← /writing/tech·2026 · 03 · 08·8 min read

Building a multi-source financial state model: reconciling CRM, payments, and bank into one view

How the console became a system of display, not a system of record - and why that decision held up under load.

companion: Building a Financial Operations Console for MSME Businesses

Three sources of truth, none of them yours, all of them disagreeing about whether an invoice has been paid.

That was the operational reality of the MSME console. The CRM said one thing about the customer relationship; the payment gateway said another about the actual debit; the bank statement said a third when the money landed. The console's job was to be the fourth source of truth - the one the business owner could trust - derived from the other three.

This writeup is about how that derivation worked.

The decision

The console was a system of display, not a system of record. We owned no canonical financial data. We owned a projection over data we didn't write.

Every external update - CRM webhook, payment gateway event, bank statement row - was ingested as an internal event in a normalised schema. The console rendered views over those events, not over the source systems directly. The source systems remained writable from outside (the sales rep updates the CRM, the payment gateway issues the invoice, the bank settles the debit). The console caught up in seconds.

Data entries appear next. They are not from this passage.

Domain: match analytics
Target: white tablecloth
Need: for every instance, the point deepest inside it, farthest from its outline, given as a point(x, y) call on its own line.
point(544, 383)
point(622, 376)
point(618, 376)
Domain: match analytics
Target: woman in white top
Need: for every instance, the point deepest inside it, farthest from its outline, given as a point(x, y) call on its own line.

This decision had three consequences:

  1. The console was eventually consistent. A change in the CRM was visible in the console seconds, sometimes minutes, after it landed. This was a feature, not a bug - the customer was working in their CRM, not in our app.
  2. The console could survive a source going down. If the payment gateway's webhooks broke for an hour, the console kept showing the last-known state, with a freshness indicator. Polling fallback caught up on recovery.
  3. The console could absorb a new integration in days, not quarters. Customers who wanted their accounting tool integrated got a connector exercise, not a re-architecture.

The integration spine

Every integrated system had two paths into the platform: webhook (push) and polling (pull, fallback). The webhook was preferred; polling caught up on what the webhook missed.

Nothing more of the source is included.